Architecture Diagram

┌─────────────────────────────────────────────────────┐
│                   STAGE 1: EXTRACT                   │
│  DB2 Tables ─┐                                       │
│  VSAM Files ─┼──► CANEXTR Program ──► Canonical GDG  │
│  IMS Segments┘                                       │
└─────────────────────┬───────────────────────────────┘
                      │
┌─────────────────────▼───────────────────────────────┐
│                  STAGE 2: VALIDATE                    │
│  Canonical GDG ──► VALREG Program ──┬─► Clean File   │
│                                     ├─► Error File   │
│                                     └─► Summary Rpt  │
└─────────────────────┬───────────────────────────────┘
                      │
┌─────────────────────▼───────────────────────────────┐
│               STAGE 3: TRANSFORM                     │
│  Clean File ──┬──► OMBXFORM ──► Fixed-Width ASCII    │
│               ├──► GAOXFORM ──► XML                  │
│               └──► CBOXFORM ──► CSV                  │
└──────┬──────────────┬──────────────┬────────────────┘
       │              │              │
┌──────▼──────┐ ┌─────▼─────┐ ┌─────▼──────┐
│  STAGE 4A   │ │ STAGE 4B  │ │ STAGE 4C   │
│  OMB: SFTP  │ │ GAO: C:D  │ │ CBO: API   │
└──────┬──────┘ └─────┬─────┘ └─────┬──────┘
       │              │              │
┌──────▼──────────────▼──────────────▼────────────────┐
│             STAGE 5: CONFIRM & RECONCILE             │
│  Monitor confirmations, handle rejections            │
└─────────────────────────────────────────────────────┘

Key Design Principles

  1. Single canonical extract. One program, one extract, three transformations. Changes to source data affect one program. Changes to agency formats affect one transformation each.

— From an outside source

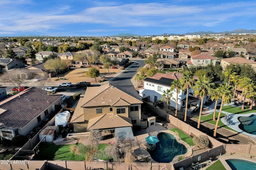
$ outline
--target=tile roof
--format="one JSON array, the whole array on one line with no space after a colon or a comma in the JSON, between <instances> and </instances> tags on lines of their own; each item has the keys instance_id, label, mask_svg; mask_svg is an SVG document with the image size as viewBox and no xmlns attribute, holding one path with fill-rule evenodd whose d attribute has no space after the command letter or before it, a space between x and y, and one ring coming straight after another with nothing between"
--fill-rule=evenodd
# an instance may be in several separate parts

  2. GDG everything. Every intermediate file uses GDGs. When GAO rejected Q3-2025 and Sandra needed to regenerate, the canonical extract was still available in the GDG. No need to re-extract from production.

  3. Validation before transformation. Bad data is caught once, in one place, before it propagates to three different output formats.

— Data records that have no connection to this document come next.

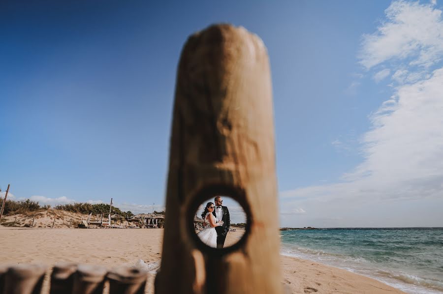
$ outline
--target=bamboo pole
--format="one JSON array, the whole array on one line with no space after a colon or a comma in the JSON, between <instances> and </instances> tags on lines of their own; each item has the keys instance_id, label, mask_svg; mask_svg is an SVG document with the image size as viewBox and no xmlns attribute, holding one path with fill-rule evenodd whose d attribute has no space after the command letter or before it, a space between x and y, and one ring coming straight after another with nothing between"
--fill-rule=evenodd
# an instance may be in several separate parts
<instances>
[{"instance_id":1,"label":"bamboo pole","mask_svg":"<svg viewBox=\"0 0 443 294\"><path fill-rule=\"evenodd\" d=\"M157 294L282 293L271 88L257 36L222 25L188 38L178 68ZM236 200L248 217L230 248L202 245L193 230L198 205L217 195Z\"/></svg>"},{"instance_id":2,"label":"bamboo pole","mask_svg":"<svg viewBox=\"0 0 443 294\"><path fill-rule=\"evenodd\" d=\"M6 189L6 192L4 195L4 199L3 200L3 204L1 205L1 209L0 210L0 222L1 221L1 217L3 216L3 210L4 208L4 204L6 203L6 199L8 197L8 192L9 192L9 184L8 184L8 188Z\"/></svg>"}]
</instances>

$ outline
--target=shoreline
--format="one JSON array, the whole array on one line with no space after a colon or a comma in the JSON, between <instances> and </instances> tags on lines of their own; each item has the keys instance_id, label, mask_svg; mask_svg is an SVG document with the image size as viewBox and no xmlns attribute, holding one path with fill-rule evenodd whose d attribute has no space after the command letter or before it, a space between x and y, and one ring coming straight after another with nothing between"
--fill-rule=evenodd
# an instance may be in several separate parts
<instances>
[{"instance_id":1,"label":"shoreline","mask_svg":"<svg viewBox=\"0 0 443 294\"><path fill-rule=\"evenodd\" d=\"M41 228L43 229L43 228ZM161 260L161 229L33 230L1 227L0 246L7 256L2 265L59 262L101 265L110 268ZM231 232L231 241L241 232ZM54 242L56 240L57 242ZM374 279L346 269L308 260L280 254L282 282L292 293L404 294ZM145 293L154 293L154 276L149 274ZM46 292L47 293L47 292ZM42 292L45 293L45 292Z\"/></svg>"}]
</instances>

  4. Independent delivery paths. Each agency's delivery is a separate job step. If SFTP to OMB fails, Connect:Direct to GAO still proceeds. Failures are isolated.

  5. Baseline monitoring. The Q3-2025 incident taught Sandra that correctness validation alone isn't enough. Completeness validation — comparing against expected baselines — catches a class of errors that record-level rules miss.

Discussion Questions

  1. Marcus chose STRING-based XML generation over IBM's XML GENERATE. Under what circumstances would XML GENERATE be the better choice? What are the tradeoffs?

  2. The CBO API integration requires synchronous HTTP calls from COBOL. What are the failure modes of this approach, and how would you design for resilience? Consider: CBO API downtime, network timeouts, rate limiting, and authentication token expiration.

  3. Sandra's team has ten business days from quarter-close to final delivery. If you could redesign the pipeline to produce all three reports in five business days, what changes would you make?

  4. The Q3-2025 incident was caused by an upstream change impacting downstream reporting. How would you formalize the dependency management between the eligibility system and the reporting pipeline? Consider both technical and process solutions.

  5. FBA serves 4.2 million beneficiaries. If that number doubles to 8.4 million over the next decade, which stages of the pipeline will hit scalability limits first? What architecture changes would you make proactively?